* BoE leaves rates at 0.5 pct, QE total at 200 bln stg
* Central bank wants more solid recovery before tightening
* Impending fiscal squeeze to create headwinds to growth
(adds reaction)
By Christina Fincher
LONDON, May 10 (Reuters) - The Bank of England made no change to interest rates or its asset purchases programme on Monday, eager not to shock markets still reeling from Britain's inconclusive election and the euro zone's sovereign debt crisis.
The decision to leave rates at a record low 0.5 percent was expected by all 63 economists polled by Reuters, most of whom expect no tightening until the fourth quarter of the year at the earliest.
The central bank's decision to make no change to its quantitative easing target was also widely expected, and there was no discernible market reaction.
Price pressures in Britain have picked up faster than expected in recent months, but the economic recovery remains tentative and the euro zone's debt crisis has shown just how fragile sentiment can be.
"The Monetary Policy Committee unsurprisingly judged that now is not the time to be raising interest rates," said Howard Archer at Global Insight.
"The downside risks to still fragile UK economic recovery are magnified by current major political uncertainty and the recent heightened market turmoil resulting from the Greek crisis."
EMERGENCY MEASURES
European central banks began buying euro zone government bonds under a $1 trillion emergency rescue package on Monday, helping the euro and European stocks recover some of last week's heavy losses.
Britain's central bank has bought almost 200 billion pounds ($309 billion) of UK government bonds under its quantitative easing programme. It halted purchases in February but left open the option of reviving the scheme should economic conditions deteriorate.

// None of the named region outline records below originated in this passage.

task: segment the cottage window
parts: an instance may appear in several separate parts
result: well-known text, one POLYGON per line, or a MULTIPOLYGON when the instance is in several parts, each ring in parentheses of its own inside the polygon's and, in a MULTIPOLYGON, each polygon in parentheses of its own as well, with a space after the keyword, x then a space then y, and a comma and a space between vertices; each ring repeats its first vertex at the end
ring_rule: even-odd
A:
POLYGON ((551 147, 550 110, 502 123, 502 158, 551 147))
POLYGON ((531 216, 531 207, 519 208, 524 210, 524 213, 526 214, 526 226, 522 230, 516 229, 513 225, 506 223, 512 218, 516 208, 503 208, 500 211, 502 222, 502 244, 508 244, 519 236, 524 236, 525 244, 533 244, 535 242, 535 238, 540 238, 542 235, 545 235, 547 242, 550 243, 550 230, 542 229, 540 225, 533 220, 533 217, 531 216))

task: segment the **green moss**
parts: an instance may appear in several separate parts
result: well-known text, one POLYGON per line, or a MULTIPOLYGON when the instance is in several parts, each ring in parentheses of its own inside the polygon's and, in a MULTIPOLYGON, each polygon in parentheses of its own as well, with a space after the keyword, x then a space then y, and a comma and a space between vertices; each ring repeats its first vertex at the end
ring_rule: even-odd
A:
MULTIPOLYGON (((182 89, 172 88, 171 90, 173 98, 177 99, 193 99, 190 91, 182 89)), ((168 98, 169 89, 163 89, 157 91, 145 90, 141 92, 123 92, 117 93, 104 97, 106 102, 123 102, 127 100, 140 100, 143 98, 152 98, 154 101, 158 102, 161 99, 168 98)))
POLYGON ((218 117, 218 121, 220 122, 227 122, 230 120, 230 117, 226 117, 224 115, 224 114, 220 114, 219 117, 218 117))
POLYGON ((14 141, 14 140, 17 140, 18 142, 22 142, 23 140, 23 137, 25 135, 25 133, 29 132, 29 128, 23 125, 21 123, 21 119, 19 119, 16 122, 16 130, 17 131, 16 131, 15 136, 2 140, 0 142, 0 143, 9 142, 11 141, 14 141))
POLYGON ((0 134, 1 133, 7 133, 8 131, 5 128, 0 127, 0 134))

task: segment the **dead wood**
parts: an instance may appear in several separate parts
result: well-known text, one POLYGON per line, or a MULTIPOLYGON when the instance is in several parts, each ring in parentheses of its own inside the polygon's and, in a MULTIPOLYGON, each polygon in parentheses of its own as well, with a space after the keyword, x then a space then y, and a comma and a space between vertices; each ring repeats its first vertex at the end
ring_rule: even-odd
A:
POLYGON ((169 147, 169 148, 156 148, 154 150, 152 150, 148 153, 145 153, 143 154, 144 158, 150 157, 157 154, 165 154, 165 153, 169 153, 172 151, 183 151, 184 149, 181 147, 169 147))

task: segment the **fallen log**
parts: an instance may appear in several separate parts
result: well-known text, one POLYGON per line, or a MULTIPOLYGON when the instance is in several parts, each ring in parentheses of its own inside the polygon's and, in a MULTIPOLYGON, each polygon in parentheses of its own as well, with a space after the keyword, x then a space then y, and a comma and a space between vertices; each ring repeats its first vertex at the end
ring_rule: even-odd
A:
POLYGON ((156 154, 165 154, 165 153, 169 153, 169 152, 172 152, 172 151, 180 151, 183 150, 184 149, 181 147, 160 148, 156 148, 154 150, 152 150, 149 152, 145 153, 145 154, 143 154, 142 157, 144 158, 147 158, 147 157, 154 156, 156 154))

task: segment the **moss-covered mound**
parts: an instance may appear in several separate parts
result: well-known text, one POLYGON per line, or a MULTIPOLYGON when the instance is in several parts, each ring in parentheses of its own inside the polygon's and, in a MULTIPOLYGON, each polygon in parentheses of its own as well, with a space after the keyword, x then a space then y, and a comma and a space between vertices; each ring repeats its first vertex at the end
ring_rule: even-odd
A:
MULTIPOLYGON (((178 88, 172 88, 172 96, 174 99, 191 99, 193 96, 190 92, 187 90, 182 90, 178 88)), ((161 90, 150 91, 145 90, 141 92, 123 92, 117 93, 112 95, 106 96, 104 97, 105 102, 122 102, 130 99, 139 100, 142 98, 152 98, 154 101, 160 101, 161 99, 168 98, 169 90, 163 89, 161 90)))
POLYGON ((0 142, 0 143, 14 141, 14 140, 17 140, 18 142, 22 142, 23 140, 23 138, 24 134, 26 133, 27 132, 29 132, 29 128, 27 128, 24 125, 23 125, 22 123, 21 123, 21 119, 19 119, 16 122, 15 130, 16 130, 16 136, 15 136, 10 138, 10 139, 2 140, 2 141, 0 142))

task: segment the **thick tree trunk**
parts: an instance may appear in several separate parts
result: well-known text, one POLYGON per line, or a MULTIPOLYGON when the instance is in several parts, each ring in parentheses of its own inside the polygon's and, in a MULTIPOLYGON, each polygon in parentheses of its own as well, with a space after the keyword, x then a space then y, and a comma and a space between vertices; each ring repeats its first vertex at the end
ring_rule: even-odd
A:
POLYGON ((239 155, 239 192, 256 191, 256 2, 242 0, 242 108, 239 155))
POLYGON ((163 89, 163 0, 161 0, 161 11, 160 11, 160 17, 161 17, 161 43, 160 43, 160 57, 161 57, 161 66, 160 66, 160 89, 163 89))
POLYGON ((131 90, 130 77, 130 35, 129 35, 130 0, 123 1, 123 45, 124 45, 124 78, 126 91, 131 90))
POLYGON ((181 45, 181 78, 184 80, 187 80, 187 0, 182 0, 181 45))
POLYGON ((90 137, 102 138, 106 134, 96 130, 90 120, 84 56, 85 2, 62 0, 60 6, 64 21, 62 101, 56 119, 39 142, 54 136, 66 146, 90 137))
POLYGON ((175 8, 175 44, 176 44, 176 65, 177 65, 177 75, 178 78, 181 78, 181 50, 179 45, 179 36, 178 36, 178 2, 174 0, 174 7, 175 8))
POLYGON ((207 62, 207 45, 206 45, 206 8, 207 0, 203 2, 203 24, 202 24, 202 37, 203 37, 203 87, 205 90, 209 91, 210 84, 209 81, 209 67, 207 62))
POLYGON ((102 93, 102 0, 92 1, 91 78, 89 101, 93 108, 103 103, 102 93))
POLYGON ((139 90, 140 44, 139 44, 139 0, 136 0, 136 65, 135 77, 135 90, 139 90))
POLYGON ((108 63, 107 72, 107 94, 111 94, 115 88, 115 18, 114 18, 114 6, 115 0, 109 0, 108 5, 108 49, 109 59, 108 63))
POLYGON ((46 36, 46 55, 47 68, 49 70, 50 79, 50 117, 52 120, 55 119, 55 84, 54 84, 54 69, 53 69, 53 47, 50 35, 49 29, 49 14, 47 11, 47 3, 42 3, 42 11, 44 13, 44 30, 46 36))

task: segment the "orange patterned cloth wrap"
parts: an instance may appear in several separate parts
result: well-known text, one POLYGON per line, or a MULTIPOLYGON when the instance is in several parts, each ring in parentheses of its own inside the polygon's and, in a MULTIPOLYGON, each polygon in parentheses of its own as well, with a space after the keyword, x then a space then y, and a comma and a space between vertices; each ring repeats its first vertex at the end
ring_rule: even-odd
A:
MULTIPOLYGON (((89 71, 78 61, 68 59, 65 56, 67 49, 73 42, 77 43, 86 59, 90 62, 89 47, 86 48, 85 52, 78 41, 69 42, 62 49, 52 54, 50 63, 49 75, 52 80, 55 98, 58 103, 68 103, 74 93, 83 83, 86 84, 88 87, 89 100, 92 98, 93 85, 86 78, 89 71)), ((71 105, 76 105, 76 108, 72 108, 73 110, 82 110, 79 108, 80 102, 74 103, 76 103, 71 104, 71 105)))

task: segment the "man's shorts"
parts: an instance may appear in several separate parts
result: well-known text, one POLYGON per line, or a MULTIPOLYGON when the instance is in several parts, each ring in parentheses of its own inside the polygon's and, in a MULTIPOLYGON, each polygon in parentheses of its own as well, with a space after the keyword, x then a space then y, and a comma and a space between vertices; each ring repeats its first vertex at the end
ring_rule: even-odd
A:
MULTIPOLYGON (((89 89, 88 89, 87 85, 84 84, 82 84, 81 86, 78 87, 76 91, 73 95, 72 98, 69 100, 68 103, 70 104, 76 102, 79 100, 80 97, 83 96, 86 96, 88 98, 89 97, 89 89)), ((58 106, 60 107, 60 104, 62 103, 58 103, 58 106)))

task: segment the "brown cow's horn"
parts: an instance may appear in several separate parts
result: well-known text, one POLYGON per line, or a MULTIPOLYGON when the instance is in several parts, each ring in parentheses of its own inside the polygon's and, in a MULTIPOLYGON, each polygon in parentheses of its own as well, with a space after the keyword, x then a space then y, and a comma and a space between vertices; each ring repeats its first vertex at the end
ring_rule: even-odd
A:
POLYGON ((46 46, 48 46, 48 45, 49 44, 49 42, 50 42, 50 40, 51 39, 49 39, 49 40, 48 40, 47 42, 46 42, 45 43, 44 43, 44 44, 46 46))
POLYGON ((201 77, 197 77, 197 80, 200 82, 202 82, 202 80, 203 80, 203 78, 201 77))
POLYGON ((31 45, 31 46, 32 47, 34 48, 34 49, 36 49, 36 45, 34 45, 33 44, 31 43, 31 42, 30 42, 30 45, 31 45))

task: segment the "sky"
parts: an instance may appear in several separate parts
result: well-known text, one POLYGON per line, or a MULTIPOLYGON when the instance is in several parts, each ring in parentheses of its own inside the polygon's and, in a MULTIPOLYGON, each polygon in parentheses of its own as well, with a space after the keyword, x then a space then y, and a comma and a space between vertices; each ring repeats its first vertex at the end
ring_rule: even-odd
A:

Britain's inconclusive election outcome provided additional justification for the BoE's wait-and-see approach.
David Cameron's centre-right Conservatives were attempting to reach a power-sharing deal with the centrist Liberal Democrats on Monday after an election last Thursday threw up no outright winner -- the first time Britain has been in this position since 1974. [ID:nLDE6480O4] Investors are nervous a fragile coalition or minority government could lack the political firepower needed to cut a budget deficit running at more than 11 percent of GDP.
The Bank of England cut rates to their current record low in March 2009 when the economy was still reeling from the global credit crunch.
Things have improved since then but headwinds remain, not least from a public spending squeeze that some predict will be the toughest since the aftermath of World War Two. The BoE will be reluctant to tamper with monetary policy until the extent of the fiscal pain becomes clear, and that will depend on how quickly a new government is formed.
"The pace of monetary tightening is dependent upon who forms the next government and how aggressive a programme of fiscal consolidation they implement," said Hetal Mehta, senior economic advisor at Ernst & Young.
"We do not expect any monetary policy tightening until early 2011, when the economy will be in better shape."